The FBI has decided that accepted Freedom of Information Act requests by email is too … um … Difficult? Time-consuming? Irritating? Easy?
Instead, FOIA requests to the FBI must now be sent by snail mail, by fax (!), or through a new eFOIA portal that restrictes requests submitted per day and subjects covered by requests (and which may be rejected as electronic submissions anyway, and which only operates during certain hours (!).
The FBI motto is "Fidelity, Bravery, Integrity." Apparently "Transparency" is distinctly not a part of that.
FBI axes FOIA requests by email, so dust off your fax machine | TechCrunch
They theory I saw bandied about somewhere is that they couldn't manage the spam. It's possible (governments really can't afford false negatives), but I'm dubious.
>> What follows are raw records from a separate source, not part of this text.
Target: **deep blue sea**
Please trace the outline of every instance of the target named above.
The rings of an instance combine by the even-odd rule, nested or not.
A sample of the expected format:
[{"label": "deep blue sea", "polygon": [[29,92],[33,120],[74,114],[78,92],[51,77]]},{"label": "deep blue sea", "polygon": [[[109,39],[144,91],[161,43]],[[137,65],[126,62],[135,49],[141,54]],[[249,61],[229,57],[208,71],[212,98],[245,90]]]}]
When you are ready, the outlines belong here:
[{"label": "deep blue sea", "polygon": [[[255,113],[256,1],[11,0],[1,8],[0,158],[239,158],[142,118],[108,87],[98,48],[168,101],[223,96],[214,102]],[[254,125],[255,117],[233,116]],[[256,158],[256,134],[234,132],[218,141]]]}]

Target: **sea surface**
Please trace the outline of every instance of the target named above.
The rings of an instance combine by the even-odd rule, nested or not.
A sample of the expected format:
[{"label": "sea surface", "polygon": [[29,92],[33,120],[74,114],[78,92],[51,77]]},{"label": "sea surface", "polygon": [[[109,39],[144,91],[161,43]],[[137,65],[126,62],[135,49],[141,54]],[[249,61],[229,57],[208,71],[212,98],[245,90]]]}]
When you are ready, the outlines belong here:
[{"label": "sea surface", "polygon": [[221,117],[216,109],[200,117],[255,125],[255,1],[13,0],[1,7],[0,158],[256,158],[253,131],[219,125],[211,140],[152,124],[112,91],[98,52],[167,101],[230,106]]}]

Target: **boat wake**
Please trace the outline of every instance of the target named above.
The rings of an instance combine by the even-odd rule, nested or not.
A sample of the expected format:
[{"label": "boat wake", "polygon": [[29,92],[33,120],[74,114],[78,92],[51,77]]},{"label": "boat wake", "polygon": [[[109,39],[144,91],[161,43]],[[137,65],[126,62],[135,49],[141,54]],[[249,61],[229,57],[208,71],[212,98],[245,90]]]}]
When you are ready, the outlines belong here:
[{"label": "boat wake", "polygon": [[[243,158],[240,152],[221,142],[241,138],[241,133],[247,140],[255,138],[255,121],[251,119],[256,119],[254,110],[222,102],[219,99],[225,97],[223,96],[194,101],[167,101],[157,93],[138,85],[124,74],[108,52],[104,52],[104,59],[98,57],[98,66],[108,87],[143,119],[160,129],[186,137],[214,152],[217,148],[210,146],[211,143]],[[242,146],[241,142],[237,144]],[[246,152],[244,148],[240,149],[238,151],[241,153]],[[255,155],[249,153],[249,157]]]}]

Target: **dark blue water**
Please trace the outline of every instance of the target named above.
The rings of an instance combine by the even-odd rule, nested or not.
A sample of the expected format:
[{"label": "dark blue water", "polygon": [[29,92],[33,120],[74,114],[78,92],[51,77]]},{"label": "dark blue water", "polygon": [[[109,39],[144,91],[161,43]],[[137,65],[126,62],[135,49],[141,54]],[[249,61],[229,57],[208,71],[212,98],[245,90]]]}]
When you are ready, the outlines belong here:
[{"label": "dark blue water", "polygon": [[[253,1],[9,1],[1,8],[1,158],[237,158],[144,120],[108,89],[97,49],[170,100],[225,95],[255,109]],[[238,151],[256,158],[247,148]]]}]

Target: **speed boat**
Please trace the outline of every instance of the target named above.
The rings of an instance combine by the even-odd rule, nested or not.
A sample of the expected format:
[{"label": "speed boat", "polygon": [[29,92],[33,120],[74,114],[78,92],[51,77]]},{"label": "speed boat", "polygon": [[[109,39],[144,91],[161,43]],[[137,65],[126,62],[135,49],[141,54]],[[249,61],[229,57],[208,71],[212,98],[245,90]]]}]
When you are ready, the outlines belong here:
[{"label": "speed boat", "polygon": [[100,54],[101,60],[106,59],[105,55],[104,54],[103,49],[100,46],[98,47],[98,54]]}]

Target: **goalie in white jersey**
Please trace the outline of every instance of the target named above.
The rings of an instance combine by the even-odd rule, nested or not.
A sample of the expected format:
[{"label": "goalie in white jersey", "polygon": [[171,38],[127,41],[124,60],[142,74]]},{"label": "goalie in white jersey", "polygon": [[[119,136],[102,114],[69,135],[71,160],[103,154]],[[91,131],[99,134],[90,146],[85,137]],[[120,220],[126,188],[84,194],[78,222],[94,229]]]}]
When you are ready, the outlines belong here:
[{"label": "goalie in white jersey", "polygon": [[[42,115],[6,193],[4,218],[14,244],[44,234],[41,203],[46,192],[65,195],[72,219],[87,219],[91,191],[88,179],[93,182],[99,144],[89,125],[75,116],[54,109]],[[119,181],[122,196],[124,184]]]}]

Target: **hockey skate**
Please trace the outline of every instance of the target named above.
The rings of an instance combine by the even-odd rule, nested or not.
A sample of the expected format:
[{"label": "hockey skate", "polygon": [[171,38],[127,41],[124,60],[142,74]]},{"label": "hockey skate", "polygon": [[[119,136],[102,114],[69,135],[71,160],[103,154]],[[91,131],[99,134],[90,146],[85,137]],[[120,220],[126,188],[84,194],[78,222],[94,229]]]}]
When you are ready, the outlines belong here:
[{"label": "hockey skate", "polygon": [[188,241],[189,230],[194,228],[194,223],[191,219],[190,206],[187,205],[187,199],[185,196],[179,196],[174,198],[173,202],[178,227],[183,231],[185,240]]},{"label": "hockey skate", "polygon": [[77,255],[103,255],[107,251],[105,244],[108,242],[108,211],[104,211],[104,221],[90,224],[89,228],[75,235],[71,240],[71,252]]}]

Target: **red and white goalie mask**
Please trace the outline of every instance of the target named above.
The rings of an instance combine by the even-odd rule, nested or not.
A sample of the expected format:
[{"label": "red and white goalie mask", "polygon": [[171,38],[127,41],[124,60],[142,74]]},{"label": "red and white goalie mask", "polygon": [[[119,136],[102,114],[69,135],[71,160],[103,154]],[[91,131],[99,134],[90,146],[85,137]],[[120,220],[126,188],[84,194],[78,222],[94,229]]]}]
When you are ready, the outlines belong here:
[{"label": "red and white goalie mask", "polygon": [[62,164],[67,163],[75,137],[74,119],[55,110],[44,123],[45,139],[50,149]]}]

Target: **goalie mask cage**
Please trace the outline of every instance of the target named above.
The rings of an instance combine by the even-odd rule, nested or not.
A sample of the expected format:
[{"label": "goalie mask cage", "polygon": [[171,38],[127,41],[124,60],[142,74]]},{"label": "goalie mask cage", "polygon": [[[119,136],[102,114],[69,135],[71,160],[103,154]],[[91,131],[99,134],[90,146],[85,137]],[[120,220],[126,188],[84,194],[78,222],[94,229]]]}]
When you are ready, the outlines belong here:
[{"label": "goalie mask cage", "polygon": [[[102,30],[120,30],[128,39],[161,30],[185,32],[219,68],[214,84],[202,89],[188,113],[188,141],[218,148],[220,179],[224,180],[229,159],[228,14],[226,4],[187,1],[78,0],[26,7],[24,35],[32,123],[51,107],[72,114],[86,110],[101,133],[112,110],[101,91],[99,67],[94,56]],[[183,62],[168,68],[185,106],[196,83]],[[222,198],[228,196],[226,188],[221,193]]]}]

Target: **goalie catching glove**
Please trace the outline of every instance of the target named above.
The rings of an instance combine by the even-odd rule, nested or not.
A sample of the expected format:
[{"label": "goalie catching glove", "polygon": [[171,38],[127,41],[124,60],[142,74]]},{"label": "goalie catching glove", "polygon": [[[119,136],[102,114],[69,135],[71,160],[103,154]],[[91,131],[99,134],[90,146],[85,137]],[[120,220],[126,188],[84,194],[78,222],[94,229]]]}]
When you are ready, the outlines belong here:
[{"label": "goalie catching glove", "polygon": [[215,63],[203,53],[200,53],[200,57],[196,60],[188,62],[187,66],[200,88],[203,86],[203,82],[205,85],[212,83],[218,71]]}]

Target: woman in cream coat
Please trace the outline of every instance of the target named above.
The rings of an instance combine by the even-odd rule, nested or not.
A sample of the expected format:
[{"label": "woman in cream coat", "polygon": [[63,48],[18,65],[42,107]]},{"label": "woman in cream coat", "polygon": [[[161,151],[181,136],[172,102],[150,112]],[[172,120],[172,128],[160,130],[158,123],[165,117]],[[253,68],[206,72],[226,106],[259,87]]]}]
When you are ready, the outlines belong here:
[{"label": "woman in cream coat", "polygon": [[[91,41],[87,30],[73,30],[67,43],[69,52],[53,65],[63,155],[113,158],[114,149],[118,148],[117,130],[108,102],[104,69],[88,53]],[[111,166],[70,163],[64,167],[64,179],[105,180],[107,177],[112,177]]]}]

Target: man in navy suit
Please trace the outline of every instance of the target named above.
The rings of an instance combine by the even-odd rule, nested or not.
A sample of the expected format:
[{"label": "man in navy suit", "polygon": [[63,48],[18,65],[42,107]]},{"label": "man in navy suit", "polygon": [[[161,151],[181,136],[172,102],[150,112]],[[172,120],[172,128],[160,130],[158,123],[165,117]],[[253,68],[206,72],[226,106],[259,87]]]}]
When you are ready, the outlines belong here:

Too difficult to verify the requester. It shouldn't be done via fax either.
+Kee Hinckley It doesn't seem like an insurmountable problem, and, even if true, capable of far better solutions than what they are turning to.
The government hates FOIA, for the very reasons that make it so necessary. I have very little doubt that, without executive or legislative (or perhaps judicial) urging, nearly any department would be happy to further slow, stonewall, or stymie such requests.
+Stripes The Tiger I've not submitted a FOIA request, but I know the article noted validation information that needs to accompany such requests, including an email address; I presume there is some circlilng back on these by phone or email with a "We are in receipt of a request, please verify …" thing.